The Gairsoppa was a British cargo ship , the wreck of which was known for its valuable silver cargo .

Construction and use

The cargo steamship with steel shell was launched in August 1919 at the Palmers Shipbuilding and Iron Company in Newcastle upon Tyne as War Roebuck from the stack . It belonged to the series of War-Type "B" standard ships. The ship was 125 meters long and 16 meters wide and had a draft of 8.7 meters. It was renamed Gairsoppa after the Indian waterfalls in November 1919 . As of Easter 1940, all 103 ships of the British India Steam Navigation Company operated under the command of the British Admiralty and the Ministry of War Transport .

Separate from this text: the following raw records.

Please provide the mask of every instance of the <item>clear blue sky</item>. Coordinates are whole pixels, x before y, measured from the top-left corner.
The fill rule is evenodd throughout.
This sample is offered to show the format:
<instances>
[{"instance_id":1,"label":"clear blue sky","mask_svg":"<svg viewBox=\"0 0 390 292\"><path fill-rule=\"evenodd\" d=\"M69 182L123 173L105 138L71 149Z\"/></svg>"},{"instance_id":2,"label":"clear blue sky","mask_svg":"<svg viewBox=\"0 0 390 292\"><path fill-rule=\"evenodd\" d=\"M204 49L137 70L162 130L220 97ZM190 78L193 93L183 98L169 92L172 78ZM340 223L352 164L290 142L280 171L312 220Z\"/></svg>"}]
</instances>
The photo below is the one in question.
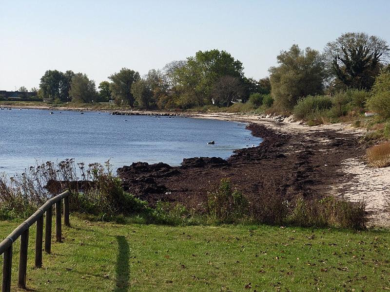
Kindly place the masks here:
<instances>
[{"instance_id":1,"label":"clear blue sky","mask_svg":"<svg viewBox=\"0 0 390 292\"><path fill-rule=\"evenodd\" d=\"M123 67L141 75L217 49L247 77L268 75L293 44L322 51L346 32L390 43L390 1L0 0L0 90L39 87L47 70L96 83Z\"/></svg>"}]
</instances>

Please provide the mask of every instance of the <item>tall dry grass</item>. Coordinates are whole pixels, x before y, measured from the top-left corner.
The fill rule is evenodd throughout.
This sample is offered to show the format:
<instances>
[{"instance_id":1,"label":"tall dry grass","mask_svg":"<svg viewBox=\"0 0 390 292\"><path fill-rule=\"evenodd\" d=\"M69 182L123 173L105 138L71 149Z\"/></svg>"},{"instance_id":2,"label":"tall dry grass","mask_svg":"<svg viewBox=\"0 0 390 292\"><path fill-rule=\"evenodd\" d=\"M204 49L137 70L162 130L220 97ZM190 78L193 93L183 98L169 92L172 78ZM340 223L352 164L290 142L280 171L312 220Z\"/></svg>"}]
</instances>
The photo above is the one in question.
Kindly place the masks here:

In December 1940, the ship began its last voyage in Calcutta , India, loaded with a cargo that consisted of pig iron, tea and silver, among other things. The ship joined a slow convoy in Freetown , Sierra Leone on January 31 . The convoy got caught in a heavy storm, the Gairsoppa had to leave the unit due to lack of coal and set course for Galway , Western Ireland. On February 17, 1941, the ship was hit by a torpedo from the German submarine U 101 . Under the machine gun fire of the submarine, 83 crew members and two gunners left the sinking ship. Only the second officer Richard Hamilton Ayres reached the coast after 13 days in a lifeboat.

Wreckage

On September 26, 2011, the treasure hunt company Odyssey Marine Exploration announced to the public that they had made the largest underwater treasure find ever. In international waters 300 miles (480 km) off Ireland at a depth of 4,700 meters, the wreck of the Gairsoppa was located with a remote-controlled submarine. According to a contemporary report, the British cargo ship sunk by the Germans in 1941 during World War II is said to have up to 198 tons of silver bars on board as the most valuable cargo, currently worth an estimated 36 million US dollars . In 2010, the treasure hunt company won the right from the British government to salvage the ship and to keep 80 percent of the treasure. 20 percent go to the British crown. In 2013, Odyssey Marine Exploration retrieved a further 1,574 silver bars worth around 26 million euros from the wreck and thus completed the recovery of the treasure. Except for 25, all of the 2817 silver bars originally loaded were recovered.

Web links

Footnotes

  1. Historical overview on shipwreck.net ( Memento of the original from October 30, 2011 in the Internet Archive ) Info: The archive link was inserted automatically and has not yet been checked. Please check the original and archive link according to the instructions and then remove this notice. (English), accessed October 13, 2011 @1@ 2Template: Webachiv / IABot / www.shipwreck.net
  2. Deep-sea divers hunt for the greatest treasure in history in the Atlantic , Die Welt, March 20, 2007.
  3. Sonja Elmquist: WWII Shipwreck Gives Up 61 Tons of Silver 3 Miles Under Atlantic , Gcaptain, July 22, 2013 (English)
  4. Shipwreck with silver treasure located in the Atlantic , News@ORF.at of September 26, 2011.
  5. Larry Mcshane: Explorers raise the bar - 1,574 silver ones - in WW II shipwreck. In: New York Daily News July 21, 2013, accessed July 23, 2013.